В книге «Миф о творчестве» в прозе и стихах Бориса Пастернака» ее автор – Л.Л Горелик раскрыла секрет того, как Борис Леонидович преодолевал ставшее для него катастрофой неумение писать романы. Ведь, если не получается у самого, то почему бы не воспользоваться опытом тех, у кого получается или получалось. И Борис Леонидович нашел такого помощника. Оказывается во все время работы над «Доктором Живаго» его настольной книгой был роман Ч. Диккенса – «Повесть о двух городах». Б. Пастернак даже упоминает эту книгу в своем романе. Диккенс явно помог Пастернаку и в построении фабулы, и в формировании портретов героев его романа. Почти два десятка страниц своей книги Л. Горелик посвятила разговорам о сходстве мотивов книг этих двух авторов. Приведу пару цитат из книги Горелик: «Общие для произведений мотивы (ясно, что сходство мотивов создавал не Диккенс, а Пастернак. – В.С.) отчетливо сгруппированы по фабульным линиям» (стр. 266).

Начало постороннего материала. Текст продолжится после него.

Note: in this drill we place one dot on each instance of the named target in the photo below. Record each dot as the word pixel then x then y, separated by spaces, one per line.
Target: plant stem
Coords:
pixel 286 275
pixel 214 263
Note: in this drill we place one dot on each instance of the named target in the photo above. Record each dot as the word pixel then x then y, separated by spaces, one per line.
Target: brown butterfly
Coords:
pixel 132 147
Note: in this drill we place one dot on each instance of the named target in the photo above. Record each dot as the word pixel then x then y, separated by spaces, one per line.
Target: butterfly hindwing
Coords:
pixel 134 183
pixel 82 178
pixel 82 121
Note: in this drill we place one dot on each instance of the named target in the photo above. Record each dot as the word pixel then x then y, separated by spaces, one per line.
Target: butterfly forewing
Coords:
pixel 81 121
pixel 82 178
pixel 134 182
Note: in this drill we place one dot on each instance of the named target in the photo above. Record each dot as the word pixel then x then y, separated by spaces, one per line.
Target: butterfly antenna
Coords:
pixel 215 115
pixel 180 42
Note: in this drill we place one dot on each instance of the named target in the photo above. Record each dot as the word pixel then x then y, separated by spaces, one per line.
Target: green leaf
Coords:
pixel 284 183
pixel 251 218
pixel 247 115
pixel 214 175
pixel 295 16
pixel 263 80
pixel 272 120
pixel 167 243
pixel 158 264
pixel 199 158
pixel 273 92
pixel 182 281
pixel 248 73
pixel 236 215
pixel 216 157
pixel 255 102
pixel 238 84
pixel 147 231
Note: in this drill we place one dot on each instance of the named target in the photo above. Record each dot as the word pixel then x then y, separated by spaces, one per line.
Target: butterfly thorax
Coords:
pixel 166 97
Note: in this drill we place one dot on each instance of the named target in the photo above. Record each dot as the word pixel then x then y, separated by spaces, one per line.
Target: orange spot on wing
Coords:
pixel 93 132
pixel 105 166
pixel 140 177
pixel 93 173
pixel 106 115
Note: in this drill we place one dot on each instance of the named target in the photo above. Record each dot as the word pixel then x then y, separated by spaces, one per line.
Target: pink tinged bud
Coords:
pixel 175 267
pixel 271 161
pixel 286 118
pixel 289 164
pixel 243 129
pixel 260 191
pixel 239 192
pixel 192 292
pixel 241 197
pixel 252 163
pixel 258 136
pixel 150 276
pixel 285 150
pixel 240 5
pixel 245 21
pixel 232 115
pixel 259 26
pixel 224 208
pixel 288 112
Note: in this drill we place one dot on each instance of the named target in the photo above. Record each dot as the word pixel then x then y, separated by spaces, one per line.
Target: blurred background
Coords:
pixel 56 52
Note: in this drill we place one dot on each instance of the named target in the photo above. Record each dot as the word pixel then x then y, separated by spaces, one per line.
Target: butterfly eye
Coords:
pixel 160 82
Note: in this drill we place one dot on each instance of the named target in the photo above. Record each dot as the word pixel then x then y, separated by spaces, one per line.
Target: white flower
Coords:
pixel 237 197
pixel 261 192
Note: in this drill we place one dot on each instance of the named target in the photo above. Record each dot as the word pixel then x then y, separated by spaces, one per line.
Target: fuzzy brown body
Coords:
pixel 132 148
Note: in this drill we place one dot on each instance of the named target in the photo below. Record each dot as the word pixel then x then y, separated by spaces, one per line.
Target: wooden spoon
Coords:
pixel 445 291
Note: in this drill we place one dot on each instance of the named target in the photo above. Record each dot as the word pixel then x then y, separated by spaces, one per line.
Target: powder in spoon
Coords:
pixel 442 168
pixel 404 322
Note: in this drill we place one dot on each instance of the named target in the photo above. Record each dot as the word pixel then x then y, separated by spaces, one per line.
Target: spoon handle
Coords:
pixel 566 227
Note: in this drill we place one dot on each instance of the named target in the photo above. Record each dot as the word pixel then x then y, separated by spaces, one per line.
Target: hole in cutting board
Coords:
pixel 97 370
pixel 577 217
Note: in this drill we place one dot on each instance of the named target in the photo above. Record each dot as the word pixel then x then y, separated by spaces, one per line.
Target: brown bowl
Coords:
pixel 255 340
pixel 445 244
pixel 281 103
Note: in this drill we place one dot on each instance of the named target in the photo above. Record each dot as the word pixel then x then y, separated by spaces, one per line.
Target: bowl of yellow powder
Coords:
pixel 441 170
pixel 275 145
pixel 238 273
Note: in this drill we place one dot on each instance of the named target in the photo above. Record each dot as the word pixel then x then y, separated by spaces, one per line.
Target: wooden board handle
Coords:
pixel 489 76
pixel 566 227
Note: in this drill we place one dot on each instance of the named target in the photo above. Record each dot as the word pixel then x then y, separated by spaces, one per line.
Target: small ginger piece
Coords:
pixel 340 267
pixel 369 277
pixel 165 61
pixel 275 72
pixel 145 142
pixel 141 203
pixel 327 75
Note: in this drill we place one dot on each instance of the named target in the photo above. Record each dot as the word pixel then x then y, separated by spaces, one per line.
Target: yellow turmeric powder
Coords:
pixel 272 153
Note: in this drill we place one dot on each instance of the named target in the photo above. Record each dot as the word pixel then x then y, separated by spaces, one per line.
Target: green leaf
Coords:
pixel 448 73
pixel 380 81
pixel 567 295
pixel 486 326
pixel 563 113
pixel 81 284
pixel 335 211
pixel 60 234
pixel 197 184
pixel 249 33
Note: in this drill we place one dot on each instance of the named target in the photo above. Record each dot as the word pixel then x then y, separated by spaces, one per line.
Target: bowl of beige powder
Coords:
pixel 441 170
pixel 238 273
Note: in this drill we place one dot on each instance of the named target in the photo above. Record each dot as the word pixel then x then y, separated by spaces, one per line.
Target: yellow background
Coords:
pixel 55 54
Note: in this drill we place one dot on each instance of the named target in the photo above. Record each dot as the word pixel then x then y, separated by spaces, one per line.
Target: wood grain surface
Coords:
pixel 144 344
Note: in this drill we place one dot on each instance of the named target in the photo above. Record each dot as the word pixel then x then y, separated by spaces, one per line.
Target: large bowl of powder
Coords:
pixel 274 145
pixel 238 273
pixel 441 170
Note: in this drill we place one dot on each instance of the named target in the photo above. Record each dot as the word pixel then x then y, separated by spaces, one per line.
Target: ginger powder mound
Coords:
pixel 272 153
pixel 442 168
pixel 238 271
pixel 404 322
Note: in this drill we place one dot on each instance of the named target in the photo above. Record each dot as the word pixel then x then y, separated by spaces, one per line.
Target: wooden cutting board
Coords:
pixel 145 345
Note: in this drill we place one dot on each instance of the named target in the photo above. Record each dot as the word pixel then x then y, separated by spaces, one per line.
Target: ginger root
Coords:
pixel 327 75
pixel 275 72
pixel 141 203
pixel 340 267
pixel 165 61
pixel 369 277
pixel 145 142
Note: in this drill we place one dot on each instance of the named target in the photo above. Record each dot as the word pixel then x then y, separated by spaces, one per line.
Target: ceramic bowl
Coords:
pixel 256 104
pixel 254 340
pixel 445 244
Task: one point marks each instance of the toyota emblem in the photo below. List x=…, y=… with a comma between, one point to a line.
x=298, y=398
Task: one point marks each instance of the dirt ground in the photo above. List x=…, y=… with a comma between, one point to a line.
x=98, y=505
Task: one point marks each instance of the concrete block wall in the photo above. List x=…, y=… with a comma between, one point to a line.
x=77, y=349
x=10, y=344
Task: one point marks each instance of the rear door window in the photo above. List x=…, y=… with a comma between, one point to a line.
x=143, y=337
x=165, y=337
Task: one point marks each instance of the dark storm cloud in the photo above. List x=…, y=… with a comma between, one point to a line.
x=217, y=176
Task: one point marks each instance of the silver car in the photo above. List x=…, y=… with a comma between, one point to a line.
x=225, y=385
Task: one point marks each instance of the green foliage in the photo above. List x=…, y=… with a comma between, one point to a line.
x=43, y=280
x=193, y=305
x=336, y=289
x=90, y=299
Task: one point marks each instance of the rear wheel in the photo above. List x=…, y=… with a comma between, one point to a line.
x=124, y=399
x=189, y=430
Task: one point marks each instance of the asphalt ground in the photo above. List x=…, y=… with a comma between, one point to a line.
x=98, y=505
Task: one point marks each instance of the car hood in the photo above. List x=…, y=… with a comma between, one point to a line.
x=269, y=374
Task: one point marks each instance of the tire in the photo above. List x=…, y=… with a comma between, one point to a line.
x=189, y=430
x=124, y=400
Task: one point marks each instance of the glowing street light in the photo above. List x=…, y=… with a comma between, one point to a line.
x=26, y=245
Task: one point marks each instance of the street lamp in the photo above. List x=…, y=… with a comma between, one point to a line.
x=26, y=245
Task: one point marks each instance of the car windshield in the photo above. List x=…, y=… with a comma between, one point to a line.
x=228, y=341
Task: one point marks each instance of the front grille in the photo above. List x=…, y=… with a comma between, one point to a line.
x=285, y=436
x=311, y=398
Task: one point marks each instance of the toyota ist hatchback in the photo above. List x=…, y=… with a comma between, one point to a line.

«Основная фабульная линия произведений (ее можно обозначить как «свершение жертвенного подвига») развивает одни и те же мотивы» (стр. 267).
Дальше Л. Горелик в восьми пунктах перечисляет эти мотивы. Но сходство мотивов в романах Диккенса и Пастернака этими пунктами не исчерпывается. Потом Горелик приводит еще немало признаков их сходства и подтверждает свои наблюдения ссылками на других авторов. Одним словом, если бы не Диккенс, то «Доктора Живаго» в том виде, в каком мы его знаем, могло и не быть. Отклонения же в «мотвах» от того, что было у Диккенса, Л. Горелик изображает чуть ли не как победу Пастернака в противостоянии с Диккенсом. Есть у нее, например, такая фраза: «Пастернак, повторяя диккенсовские мотивы в измененном виде, отчасти оспаривает(?) их». А, в основном, значит, берет эти мотивы в том виде, как их создавал сам Диккенс? Тут Горелик впрямую признает совершавшиеся Пастернаком заимствования и, очевидно, считает особой его заслугой то, что совершал он эти заимствования не слово в слово, а строил кое-что и по-сво́ему («оспаривал» Диккенса). Обо всех этих заимствованиях Л. Горелик говорит совершенно спокойно и откровенно, не усматривая в них ничего предосудительного, словно речь идет не о порочащем автора списывании, а о творческой его удаче. Ситуация тут складывается очень похожая на описанную Губерманом в одном из его гариков: «В прошлом веке неким Фетом был ты жутко обокраден».
Дальше Горелик опять пишет: «Однако, кроме евангельской темы жертвы в «Повести о двух городах» и «Докторе Живаго» совпадает еще целый ряд мотивов». Следует и их перечисление. Но это уже не шутки. Если Л.Л. Горелик права, то Нобелевский комитет допустил серьезнейшую ошибку, формулируя мотивы присуждения Пастернаку Нобелевской премии. Говоря о мотивах, следовало бы указать, что премия присуждается за продолжение традиций не только русского, но и английского эпических романов. Я не филолог и не буду ни подтверждать, ни отрицать утверждений Горелик о заимствованиях сделанных Пастернаком у Диккенса, за исключением, правда, одного момента, о котором я скажу дальше. Но созвучия в текстах Пастернака и Диккенса, которые не могли оказаться случайными, может заметить и рядовой читатель. Их, может быть не так уж и много, но они есть. Например, у Диккенса: «…прыгнул с горы головой вперед, прямо как в воду». И у Пастернака: «…он бросился на всем ходу со скорого вниз головой на насыпь, как бросаются с мостков купальни под воду, когда ныряют». Но не будем углубляться в эти детали. Дело в том, что никакие заимствования не могут помочь автору, пишущему романы на уровне «краха». Несмотря на заимствования «Доктор Живаго» оказался для Пастернака очередной неудачей, может быть, даже более существенной, чем те «крахи», которыми заканчивались предыдущие его попытки писать романы. Написав роман, Пастернак продемонстрировал такие недостатки своих творческих возможностей, которые вряд ли были бы замечены, если бы он ограничился писанием только стихов.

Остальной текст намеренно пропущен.